- IT IS a mistake to think of President Duterte as Donald Trump without the orange skin and the ridiculous hair.
- He is not only not a bigot, as he himself said; he also has real, quantifiable achievements in his two decades as Davao City mayor.
- Even Mr. Duterte’s bitterest critics will not deny these achievements. They may argue about scope and impact, but accept these feats.
- In contrast, Trump has built a reputation and created wealth based largely on deception: the shady deal, the lease of his name, the scam.
- To be sure, the Duterte record is shadowed by the killings in Davao City, often attributed to the Davao Death Squad.
- But the President and the presidential candidate are likened to each other because of their use of intemperate or offensive language.
- First-time candidate Trump, however, lacks the discipline to stay on message, even when his self-interest is at stake.
- His references to “wanting to punch” people are also hard to credit; his tough-guy act depends on the presence of bodyguards.
- Mr. Duterte, on the other hand, uses foul language when he thinks it necessary to drive a point. (All too often, unfortunately.)
- And no one questions whether Mr. Duterte is capable of committing violence, with or without bodyguards.
- It is also a mistake to think that President Duterte is not an effective communicator, simply because he does not meet “usual” standards.
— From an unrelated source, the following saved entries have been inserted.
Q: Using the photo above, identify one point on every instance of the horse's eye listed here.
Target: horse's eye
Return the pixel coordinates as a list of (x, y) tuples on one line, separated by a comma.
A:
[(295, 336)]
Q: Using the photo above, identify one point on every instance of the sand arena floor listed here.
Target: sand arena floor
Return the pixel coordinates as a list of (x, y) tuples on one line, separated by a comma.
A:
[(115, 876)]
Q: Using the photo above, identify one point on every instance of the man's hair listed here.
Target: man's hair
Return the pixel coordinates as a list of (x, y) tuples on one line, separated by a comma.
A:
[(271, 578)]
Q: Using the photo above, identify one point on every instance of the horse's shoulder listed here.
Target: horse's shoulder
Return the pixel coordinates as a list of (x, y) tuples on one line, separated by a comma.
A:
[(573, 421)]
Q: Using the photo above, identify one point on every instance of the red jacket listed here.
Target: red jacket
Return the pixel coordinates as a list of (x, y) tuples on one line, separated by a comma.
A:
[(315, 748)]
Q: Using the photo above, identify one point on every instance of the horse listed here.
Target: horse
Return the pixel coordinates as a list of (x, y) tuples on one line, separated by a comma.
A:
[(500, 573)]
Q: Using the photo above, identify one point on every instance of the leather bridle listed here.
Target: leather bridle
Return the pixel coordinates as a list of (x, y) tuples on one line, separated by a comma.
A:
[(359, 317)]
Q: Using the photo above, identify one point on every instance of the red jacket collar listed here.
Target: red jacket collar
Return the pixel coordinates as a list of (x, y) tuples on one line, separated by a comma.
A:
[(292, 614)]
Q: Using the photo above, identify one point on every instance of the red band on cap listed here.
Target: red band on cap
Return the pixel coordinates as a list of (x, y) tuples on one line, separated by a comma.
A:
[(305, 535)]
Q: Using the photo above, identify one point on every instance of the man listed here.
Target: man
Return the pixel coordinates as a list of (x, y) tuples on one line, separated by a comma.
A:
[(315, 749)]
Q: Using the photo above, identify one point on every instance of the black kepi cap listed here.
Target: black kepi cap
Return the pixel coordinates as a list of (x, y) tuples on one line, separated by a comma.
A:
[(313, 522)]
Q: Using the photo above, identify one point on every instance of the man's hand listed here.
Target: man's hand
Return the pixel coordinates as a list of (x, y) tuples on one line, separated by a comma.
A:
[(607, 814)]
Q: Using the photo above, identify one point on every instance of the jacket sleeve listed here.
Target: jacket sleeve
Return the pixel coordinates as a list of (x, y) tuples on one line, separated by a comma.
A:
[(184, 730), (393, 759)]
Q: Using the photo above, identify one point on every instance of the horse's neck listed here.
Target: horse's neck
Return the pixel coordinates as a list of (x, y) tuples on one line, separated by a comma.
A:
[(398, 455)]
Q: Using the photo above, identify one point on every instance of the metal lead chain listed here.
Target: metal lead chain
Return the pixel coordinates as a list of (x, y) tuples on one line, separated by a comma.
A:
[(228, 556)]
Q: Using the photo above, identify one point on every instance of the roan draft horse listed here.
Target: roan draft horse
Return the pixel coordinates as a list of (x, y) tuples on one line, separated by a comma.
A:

- Many make this mistake because they think he is too vulgar, or unaware of language registers.
- Or because they do not like what he says, and cannot accept what he is saying at face value.
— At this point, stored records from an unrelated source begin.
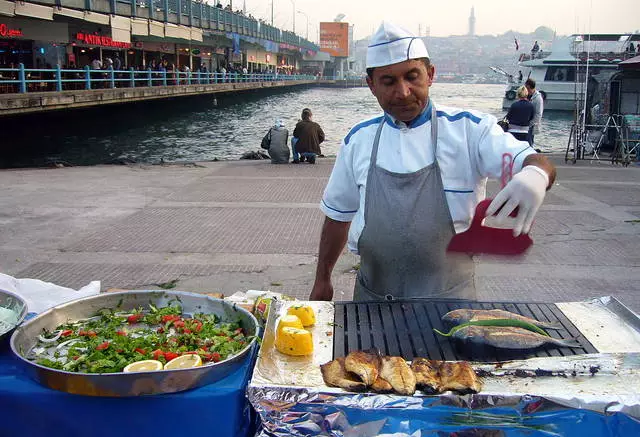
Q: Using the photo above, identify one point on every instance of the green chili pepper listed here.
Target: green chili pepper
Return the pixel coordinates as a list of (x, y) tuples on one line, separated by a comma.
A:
[(495, 322)]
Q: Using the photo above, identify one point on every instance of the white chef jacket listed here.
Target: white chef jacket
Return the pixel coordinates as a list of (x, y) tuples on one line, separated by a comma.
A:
[(470, 149)]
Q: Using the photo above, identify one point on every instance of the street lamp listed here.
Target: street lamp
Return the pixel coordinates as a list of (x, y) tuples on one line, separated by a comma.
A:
[(307, 17), (293, 2)]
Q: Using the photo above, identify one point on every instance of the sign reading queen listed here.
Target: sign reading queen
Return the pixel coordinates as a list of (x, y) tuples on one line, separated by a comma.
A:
[(103, 41)]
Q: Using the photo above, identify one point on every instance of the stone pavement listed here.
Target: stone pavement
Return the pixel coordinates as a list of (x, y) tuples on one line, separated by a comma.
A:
[(238, 225)]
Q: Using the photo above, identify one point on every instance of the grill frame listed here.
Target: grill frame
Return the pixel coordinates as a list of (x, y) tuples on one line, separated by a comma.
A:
[(405, 328)]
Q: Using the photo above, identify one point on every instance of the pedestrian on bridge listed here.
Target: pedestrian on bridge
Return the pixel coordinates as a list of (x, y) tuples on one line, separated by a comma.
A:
[(406, 182)]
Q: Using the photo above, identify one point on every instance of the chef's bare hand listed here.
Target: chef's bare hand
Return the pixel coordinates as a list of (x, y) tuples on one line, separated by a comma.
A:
[(322, 290), (526, 192)]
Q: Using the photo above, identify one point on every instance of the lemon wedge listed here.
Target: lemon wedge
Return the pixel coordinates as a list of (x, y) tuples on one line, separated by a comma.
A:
[(143, 366), (294, 341), (305, 314), (288, 321), (184, 362)]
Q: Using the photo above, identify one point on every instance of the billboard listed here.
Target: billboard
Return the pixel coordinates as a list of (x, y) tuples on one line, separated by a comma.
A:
[(334, 38)]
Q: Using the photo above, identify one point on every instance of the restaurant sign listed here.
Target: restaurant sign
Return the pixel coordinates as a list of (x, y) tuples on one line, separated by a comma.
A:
[(104, 41), (7, 32)]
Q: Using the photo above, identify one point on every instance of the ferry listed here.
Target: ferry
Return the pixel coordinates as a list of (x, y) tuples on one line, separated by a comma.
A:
[(560, 72)]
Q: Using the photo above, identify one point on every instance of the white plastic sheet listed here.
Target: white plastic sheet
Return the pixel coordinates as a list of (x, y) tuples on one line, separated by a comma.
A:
[(41, 295)]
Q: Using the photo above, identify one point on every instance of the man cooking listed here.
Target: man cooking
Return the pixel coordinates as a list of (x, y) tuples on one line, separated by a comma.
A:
[(405, 182)]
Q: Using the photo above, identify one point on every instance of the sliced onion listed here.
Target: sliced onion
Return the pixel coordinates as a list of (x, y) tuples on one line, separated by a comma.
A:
[(50, 340)]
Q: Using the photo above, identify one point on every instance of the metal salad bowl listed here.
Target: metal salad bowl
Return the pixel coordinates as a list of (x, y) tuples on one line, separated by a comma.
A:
[(135, 383), (13, 310)]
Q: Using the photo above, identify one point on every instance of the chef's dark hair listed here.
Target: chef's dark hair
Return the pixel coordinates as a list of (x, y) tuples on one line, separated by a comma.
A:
[(426, 61)]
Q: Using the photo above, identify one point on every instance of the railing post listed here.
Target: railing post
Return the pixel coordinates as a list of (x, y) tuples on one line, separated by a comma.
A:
[(58, 78), (87, 77), (22, 78)]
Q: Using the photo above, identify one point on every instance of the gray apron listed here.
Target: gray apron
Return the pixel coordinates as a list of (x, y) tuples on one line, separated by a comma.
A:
[(407, 229)]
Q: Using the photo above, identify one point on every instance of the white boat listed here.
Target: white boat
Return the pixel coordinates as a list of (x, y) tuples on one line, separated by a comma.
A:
[(560, 73)]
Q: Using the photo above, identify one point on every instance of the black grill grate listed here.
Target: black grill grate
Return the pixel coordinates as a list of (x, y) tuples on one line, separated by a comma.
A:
[(405, 328)]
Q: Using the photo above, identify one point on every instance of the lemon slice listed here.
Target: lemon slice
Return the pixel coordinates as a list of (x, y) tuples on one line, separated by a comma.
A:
[(184, 362), (143, 366)]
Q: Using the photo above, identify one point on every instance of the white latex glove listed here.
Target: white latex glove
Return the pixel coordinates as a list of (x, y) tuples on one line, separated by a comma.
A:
[(526, 192)]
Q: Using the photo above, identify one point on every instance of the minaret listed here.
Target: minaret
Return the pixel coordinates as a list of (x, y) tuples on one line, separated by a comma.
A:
[(472, 22)]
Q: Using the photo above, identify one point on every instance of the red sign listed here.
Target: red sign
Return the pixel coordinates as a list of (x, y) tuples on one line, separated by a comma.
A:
[(103, 41), (9, 33)]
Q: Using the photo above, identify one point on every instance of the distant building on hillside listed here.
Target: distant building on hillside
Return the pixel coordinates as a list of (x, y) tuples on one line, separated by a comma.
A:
[(472, 22)]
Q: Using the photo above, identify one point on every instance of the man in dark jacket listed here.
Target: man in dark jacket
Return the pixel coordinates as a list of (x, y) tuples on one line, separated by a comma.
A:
[(306, 140)]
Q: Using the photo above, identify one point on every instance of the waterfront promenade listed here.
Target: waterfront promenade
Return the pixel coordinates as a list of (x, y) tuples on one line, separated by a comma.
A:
[(238, 225)]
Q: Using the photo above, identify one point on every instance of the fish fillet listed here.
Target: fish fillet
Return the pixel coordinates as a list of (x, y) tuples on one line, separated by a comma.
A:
[(458, 377), (365, 364), (507, 337), (426, 372), (382, 386), (396, 371), (465, 315), (335, 375)]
- Or because they haven’t had enough practice decoding his statements and confabulations.
- Some make this mistake because they don’t like him to begin with; they see him as a man of violence, using words as masquerade.
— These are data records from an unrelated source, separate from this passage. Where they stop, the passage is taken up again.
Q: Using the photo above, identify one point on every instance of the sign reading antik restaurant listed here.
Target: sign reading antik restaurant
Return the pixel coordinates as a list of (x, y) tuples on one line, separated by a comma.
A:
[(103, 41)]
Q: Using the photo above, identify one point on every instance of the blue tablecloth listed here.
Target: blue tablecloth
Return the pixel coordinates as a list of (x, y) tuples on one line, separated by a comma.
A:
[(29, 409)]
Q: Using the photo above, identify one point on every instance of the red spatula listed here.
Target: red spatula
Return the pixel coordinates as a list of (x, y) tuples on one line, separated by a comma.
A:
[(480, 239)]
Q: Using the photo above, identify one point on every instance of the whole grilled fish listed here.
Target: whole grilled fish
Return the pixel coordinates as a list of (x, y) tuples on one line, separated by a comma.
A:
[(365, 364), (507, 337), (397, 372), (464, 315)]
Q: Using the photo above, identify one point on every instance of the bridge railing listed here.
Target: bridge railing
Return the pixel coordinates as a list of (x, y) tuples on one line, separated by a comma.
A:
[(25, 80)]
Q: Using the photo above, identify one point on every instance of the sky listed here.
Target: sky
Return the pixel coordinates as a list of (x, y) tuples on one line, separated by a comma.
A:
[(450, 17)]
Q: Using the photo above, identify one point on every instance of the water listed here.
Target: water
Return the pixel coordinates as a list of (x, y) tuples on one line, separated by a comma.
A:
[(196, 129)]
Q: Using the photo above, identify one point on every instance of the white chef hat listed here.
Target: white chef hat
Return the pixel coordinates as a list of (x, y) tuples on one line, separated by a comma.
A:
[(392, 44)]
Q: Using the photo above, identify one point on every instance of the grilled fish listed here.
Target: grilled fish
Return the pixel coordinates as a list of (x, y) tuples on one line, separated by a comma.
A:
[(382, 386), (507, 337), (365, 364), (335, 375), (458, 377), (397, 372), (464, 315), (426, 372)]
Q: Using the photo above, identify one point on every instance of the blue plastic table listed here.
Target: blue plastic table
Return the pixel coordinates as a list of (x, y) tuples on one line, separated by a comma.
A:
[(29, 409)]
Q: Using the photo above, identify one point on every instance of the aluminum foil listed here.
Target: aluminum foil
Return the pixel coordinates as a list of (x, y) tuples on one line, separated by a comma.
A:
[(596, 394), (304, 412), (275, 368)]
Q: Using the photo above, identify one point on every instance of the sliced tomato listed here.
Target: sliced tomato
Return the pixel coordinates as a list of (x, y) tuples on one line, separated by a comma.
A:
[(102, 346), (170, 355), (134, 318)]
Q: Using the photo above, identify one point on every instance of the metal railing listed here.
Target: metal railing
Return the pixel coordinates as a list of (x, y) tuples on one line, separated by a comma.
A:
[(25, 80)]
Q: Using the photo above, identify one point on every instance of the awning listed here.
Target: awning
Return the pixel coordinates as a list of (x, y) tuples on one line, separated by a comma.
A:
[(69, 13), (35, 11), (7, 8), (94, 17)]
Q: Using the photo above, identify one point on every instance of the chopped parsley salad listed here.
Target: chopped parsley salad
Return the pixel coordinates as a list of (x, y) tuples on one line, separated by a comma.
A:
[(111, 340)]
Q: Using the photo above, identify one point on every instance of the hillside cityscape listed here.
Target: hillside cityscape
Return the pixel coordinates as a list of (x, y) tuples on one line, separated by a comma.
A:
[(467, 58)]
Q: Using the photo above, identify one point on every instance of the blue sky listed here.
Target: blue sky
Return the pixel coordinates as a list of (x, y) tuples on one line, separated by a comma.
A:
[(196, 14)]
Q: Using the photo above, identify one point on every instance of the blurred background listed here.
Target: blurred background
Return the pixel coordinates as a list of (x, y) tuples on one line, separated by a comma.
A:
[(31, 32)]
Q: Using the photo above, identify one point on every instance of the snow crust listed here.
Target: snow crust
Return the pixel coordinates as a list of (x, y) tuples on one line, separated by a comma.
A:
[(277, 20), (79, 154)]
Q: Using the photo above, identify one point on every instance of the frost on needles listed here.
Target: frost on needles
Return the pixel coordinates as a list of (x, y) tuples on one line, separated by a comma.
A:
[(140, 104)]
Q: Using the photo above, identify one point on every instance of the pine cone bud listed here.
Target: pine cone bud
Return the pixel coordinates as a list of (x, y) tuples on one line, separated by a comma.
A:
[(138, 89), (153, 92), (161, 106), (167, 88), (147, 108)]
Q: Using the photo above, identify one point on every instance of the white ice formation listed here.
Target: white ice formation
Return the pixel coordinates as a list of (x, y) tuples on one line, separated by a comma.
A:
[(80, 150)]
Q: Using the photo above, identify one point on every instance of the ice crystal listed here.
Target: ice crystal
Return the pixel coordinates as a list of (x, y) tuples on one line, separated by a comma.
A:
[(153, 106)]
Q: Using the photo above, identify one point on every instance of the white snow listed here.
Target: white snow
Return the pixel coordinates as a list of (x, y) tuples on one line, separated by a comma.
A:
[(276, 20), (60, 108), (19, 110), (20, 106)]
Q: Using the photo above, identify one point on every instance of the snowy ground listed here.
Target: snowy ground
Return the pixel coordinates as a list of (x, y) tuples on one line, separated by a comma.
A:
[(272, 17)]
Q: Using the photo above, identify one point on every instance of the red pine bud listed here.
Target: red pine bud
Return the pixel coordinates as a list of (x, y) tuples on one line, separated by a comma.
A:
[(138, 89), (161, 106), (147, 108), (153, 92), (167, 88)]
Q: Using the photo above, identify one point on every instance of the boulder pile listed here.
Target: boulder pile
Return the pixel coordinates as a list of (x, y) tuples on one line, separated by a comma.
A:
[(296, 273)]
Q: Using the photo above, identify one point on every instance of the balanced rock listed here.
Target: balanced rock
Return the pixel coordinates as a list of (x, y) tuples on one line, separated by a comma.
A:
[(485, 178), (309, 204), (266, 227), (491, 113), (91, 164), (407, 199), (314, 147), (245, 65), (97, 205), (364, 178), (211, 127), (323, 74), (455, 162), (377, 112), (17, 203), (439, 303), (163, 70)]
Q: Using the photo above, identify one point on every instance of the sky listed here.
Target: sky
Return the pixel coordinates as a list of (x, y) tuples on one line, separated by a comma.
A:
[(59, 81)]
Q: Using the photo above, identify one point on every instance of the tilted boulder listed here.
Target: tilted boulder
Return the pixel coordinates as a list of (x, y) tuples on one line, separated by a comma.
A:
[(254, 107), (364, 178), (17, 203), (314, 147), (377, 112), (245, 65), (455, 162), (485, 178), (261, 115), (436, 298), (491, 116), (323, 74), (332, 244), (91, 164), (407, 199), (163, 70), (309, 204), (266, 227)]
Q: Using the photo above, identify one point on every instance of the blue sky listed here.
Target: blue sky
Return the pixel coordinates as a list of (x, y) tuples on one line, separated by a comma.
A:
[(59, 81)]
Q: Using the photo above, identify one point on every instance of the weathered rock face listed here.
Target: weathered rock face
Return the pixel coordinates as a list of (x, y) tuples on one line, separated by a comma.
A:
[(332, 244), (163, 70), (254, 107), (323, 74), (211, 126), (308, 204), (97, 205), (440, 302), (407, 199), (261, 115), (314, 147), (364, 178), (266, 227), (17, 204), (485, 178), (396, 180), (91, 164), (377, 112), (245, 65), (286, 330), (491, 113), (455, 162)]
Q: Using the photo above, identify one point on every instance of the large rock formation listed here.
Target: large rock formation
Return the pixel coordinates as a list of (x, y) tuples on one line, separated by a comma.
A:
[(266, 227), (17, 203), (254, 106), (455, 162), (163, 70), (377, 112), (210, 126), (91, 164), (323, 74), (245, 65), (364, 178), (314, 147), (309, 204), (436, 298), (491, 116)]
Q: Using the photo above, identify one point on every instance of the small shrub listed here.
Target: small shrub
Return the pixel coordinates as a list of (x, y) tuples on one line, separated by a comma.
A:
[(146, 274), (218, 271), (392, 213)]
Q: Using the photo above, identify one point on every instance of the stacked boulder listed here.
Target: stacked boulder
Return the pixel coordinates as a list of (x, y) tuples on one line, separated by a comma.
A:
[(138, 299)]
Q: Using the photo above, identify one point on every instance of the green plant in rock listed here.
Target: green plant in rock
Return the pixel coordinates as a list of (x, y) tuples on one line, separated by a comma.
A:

- But there is a reason he connects with the masses. It’s not just the message; it is also the messenger.
- Whether it is defined as old-fashioned charisma or a celebrity’s X factor, the President has it.
- Some people are immune to his appeal, to his self-deprecating jokes or to his surprising courtesy; but others are vulnerable to it.
- He is, in the Clintonian formulation, someone an ordinary citizen can imagine having a beer with.
- Unlike Bill Clinton, though, he is also seen as a powerful person who will use that power to fight, even literally, for his friends.
- The President meets the Keynesian idea of a “practical man”—someone who sees himself as “quite exempt from intellectual influence.”
- But practical men are “usually the slaves of some defunct economist”—or the followers of old-school politicians.
- It was revealing that Mr. Duterte’s inaugural address pivoted around two passages attributed to Franklin Roosevelt and Abraham Lincoln.
- He could have quoted John F. Kennedy or Martin Luther King, but they weren’t factors yet in his formative years.
- This explains the continuing hold of Ferdinand Marcos on him, and the role of state-inspired violence.
- This is a mystery to those who know that President Duterte worshipped his mother, who was a leader of the anti-Marcos struggle in Davao.
- But Mr. Duterte is a product of his times, and his times had an outsize figure in Marcos—in his view, the country’s best president.
- For him, Marcos was a lawyer who bent the law to his own will, because he needed to reshape a broken society.
- In this light, Marcos was only undone by the people around him, and by the excesses of the late years.
- This perspective rationalizes the concentration of power, and the instruments of violence, in one man’s hands.
- Mr. Duterte’s formative years help explain why he was eager to forge peace with communist rebels, even though they no longer pose the same threat.
- They help explain his attempts to appease Nur Misuari, even though the Moro National Liberation Front already agreed to peace in 1996.
- These are part of a worldview shaped many years before; now he is in a position to make it real.
- His understanding of law and order, of crime and punishment, also comes from this formative time.
- It helps explain why, for all his avowed love of the poor, he embraces a now-discredited strategy that kills many of the poor.
- Mr. Duterte’s use of a legal axiom during his State of the Nation Address made him sound foolish, but it is a mistake to think that he is not an able thinker.
- This perception is more a matter of preconceptions about accent or language than anything else.
- His friends and allies swear that he is good at strategic thinking; the new members of his official family regard him as truly open-minded.
- Thus, the tension in the Duterte era: His received assumptions formed during the key years are in conflict with his openness to new ideas.
- The killings his victory inspired reflect his worldview. How do we square this with proof that one cannot save society by killing it?